In case of any severe damage of the test kit or components, Bio-Line Europe have to be informed written, latest one week after receiving the kit. Severely damaged single components should not be used for a test run. They have to be stored until a final solution has been found. After this, they should be disposed according to the official regulations.

5       SPECIMEN

5.1  Specimen collection

Serum or EDTA plasma should be used in the assay. No special pretreatment of sample is necessary
Collect blood by venipuncture, allow to clot, and separate serum by centrifugation at room temperature. Do not use haemolytic, icteric or lipaemic serum.
This kit is for use with samples without additives (like Na N3) only .

5.2  Specimen storage

Specimens should be capped and may be stored for up to 5 days at 2-8°C prior to assaying. Specimen held for a longer time should be frozen only once at -20°C prior to assay. Thawed samples should be inverted several times prior to testing.

5.3  Specimen dilution

If in an initial assay, a serum specimen is found to contain more than the highest calibrator, the specimens can be diluted 10-fold with Zero Calibrator and reassayed as described in Assay Procedure.

 

6       test procedure

6.1  General Remarks

·       All reagents and specimens must be allowed to come to room temperature before use. All reagents must be mixed without foaming.

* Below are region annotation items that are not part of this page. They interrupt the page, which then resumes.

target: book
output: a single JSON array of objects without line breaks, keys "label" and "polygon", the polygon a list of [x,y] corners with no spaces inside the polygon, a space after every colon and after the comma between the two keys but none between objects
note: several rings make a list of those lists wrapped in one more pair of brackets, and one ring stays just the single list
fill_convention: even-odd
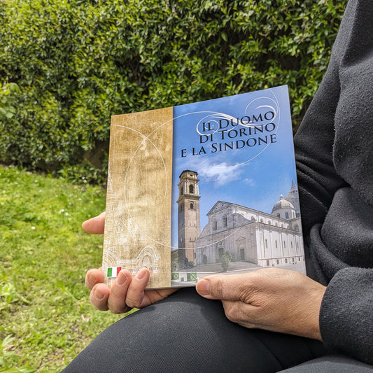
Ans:
[{"label": "book", "polygon": [[111,118],[102,270],[305,273],[288,87]]}]

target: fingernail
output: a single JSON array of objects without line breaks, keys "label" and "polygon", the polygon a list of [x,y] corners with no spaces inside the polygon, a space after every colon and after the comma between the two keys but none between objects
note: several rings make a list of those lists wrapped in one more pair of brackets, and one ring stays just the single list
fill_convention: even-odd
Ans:
[{"label": "fingernail", "polygon": [[100,282],[99,279],[94,274],[90,273],[90,281],[94,282],[94,283]]},{"label": "fingernail", "polygon": [[146,274],[146,268],[143,268],[136,276],[138,280],[142,280]]},{"label": "fingernail", "polygon": [[210,281],[209,280],[199,280],[197,283],[197,288],[198,293],[201,295],[210,295]]},{"label": "fingernail", "polygon": [[97,300],[102,300],[104,296],[105,295],[101,290],[96,289],[96,291],[94,292],[94,297]]},{"label": "fingernail", "polygon": [[123,283],[125,283],[126,280],[127,280],[127,276],[122,271],[120,271],[116,279],[117,285],[119,285],[119,286],[123,285]]}]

·       Once the test has been started, all steps should be completed without interruption.

·       Use new disposal plastic pipet tips for each calibrator, control of sample in order to avoid crosscontamination.

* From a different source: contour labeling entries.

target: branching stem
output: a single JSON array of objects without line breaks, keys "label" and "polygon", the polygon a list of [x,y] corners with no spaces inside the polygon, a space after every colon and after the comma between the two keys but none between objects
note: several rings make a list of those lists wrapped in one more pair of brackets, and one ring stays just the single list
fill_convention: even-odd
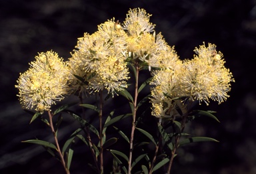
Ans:
[{"label": "branching stem", "polygon": [[56,147],[57,147],[57,151],[58,152],[59,155],[59,157],[61,158],[61,162],[62,163],[62,165],[63,166],[65,171],[66,171],[66,173],[67,174],[69,174],[69,169],[67,169],[67,167],[66,167],[66,163],[65,162],[65,160],[64,160],[64,157],[63,157],[63,154],[61,153],[61,148],[59,148],[59,141],[58,141],[58,139],[57,137],[57,133],[56,133],[56,131],[55,131],[54,130],[54,127],[53,127],[53,115],[51,113],[51,112],[49,110],[48,110],[48,115],[49,115],[49,121],[50,121],[50,127],[51,127],[51,131],[53,134],[53,137],[54,137],[54,140],[55,141],[55,144],[56,144]]},{"label": "branching stem", "polygon": [[131,138],[130,138],[130,151],[129,155],[129,162],[128,162],[128,174],[131,174],[131,160],[133,157],[133,137],[134,131],[135,130],[135,120],[136,120],[136,112],[137,112],[137,100],[138,98],[138,83],[139,83],[139,65],[136,65],[136,77],[135,77],[135,89],[134,94],[134,101],[133,101],[133,123],[131,131]]}]

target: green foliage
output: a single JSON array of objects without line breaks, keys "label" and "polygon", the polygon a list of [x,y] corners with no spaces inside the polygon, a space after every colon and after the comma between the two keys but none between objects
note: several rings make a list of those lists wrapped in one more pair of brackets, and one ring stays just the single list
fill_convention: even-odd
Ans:
[{"label": "green foliage", "polygon": [[23,142],[23,143],[34,143],[34,144],[39,144],[39,145],[43,145],[45,147],[50,147],[50,148],[52,148],[52,149],[57,149],[57,147],[56,147],[56,146],[54,144],[53,144],[53,143],[51,143],[50,142],[43,141],[43,140],[29,139],[29,140],[23,141],[21,142]]}]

·       Absorbance is a function of the incubation time and temperature. Before starting the assay, it is recommended that all reagents be ready, caps removed, all needed wells secured in holder, etc. This will ensure equal elapsed time for each pipetting step without interruption.

6.2  Procedural Notes

·       All calibrators, samples, and controls should be run in duplicate concurrently so that all conditions of testing are the same.

·       The concentration of the samples can be read directly from this calibrator curve. Samples with a concentration higher than that of the highest calibrator have to be diluted 1 : 10 with Zero Calibrator. For the calculation of the concentrations this dilution factor has to be taken into account.

6.3  Assay Procedure

1.     Secure the desired number of Microtiterwells in the holder.

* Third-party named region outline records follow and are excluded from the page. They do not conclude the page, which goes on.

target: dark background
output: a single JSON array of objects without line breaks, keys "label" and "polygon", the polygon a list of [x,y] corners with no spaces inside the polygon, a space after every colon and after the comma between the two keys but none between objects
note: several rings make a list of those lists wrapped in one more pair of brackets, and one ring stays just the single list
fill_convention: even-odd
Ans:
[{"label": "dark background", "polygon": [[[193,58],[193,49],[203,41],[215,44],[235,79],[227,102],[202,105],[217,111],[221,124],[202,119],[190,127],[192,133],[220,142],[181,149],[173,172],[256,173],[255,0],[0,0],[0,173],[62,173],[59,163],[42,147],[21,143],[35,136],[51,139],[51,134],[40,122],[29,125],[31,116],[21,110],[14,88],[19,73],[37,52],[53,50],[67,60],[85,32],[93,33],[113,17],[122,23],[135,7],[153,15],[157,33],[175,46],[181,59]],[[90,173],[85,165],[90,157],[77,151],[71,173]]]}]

2.     Dispense 20 µl DHEA Calibrators, Controls and samples with new disposable tips into appropriate wells. Time between distribution of first Calibrator and last sample can be up to 10 minutes without affecting the results.

3.     Dispense 100 µl Enzyme Conjugate into each well.

4.     Thoroughly mix for 10 seconds. It is important to have a complete mixing in this step.

5.     Incubate for 1 hour at room temperature.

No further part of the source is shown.